People like to work here, and I think it’s not the satisfaction, it’s engagement, that people feel like they’re family. Even our outfacing elements—we try to make sure that people realize the importance of their work and what effect this has on the American population. So we’re ranked it turns out in the top three of mobile devices for our website, for example. Except for Social Security and the IRS at the time of taxes, we actually get more hits on our website, particularly now with our mobile sites than any other services that the federal government ranks.

With that regard in terms of personal engagement, its actually reflected by the fact that we have a fairly long turnaround. People stay here 30, 40 years. There’s one employee that works here who turned a hundred last year and he’s actually worked with the federal government with our institute now for 65 years. Next year we will celebrate our 70th anniversary and 65 of those years he’s been with us. He has been a federal employee for I think 70 years because he was with the Coast Guard for five years before he came to us.


KD:     Herb Tabor.


GR:     Herb Tabor, exactly. I think he reflects the same sentiment of people who have been here for 60 years like Marty Gellert and Gary Felsenfeld, and others. This is a place that people enjoy working here.

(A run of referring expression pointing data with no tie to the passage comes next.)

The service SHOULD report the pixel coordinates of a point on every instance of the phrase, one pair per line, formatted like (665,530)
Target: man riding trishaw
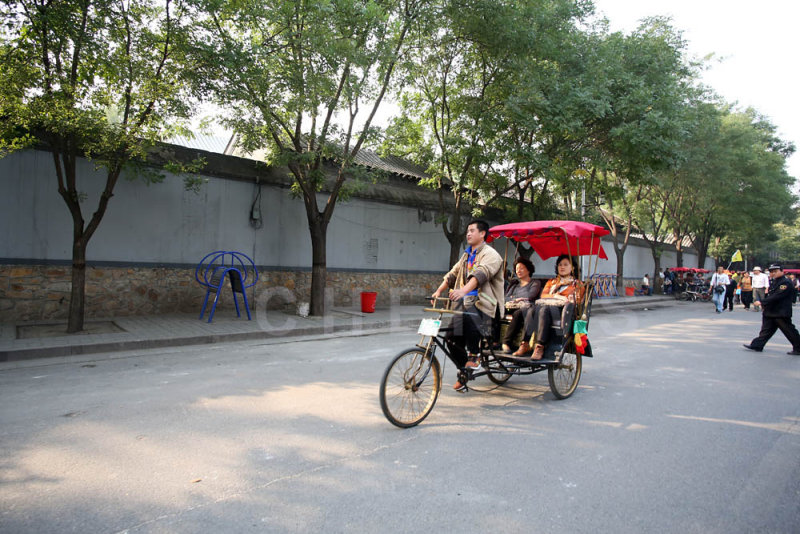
(412,380)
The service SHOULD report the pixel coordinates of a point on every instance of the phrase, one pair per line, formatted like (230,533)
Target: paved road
(675,428)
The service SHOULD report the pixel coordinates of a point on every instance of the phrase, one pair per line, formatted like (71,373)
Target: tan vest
(488,269)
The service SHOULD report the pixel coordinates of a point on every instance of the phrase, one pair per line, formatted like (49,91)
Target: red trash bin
(368,299)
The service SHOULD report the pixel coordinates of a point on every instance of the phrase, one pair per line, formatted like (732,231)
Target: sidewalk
(25,341)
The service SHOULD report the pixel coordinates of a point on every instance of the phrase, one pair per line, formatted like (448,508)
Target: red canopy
(552,238)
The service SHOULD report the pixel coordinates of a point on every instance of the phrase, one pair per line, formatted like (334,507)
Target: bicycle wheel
(564,376)
(410,386)
(495,372)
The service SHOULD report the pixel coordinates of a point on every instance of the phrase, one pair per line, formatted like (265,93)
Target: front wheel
(410,386)
(564,376)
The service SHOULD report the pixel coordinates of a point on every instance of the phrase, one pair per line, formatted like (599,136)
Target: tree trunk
(77,300)
(319,266)
(620,270)
(455,248)
(656,280)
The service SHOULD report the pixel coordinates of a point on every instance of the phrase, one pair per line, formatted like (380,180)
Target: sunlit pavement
(674,428)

I think the mission focus, even people doing basic science, they interact a lot with the more clinical people to understand how they connect. The basic scientists work hand in glove with some of the clinical people to expand their work into the clinical arena. I think that’s the special sauce or the glue that keeps it together.


KD:     Well, thank you for keeping it together for 90 minutes. It’s been a good discussion. Anything else we should talk about?


GR:     Thank you. I think we covered most of the areas.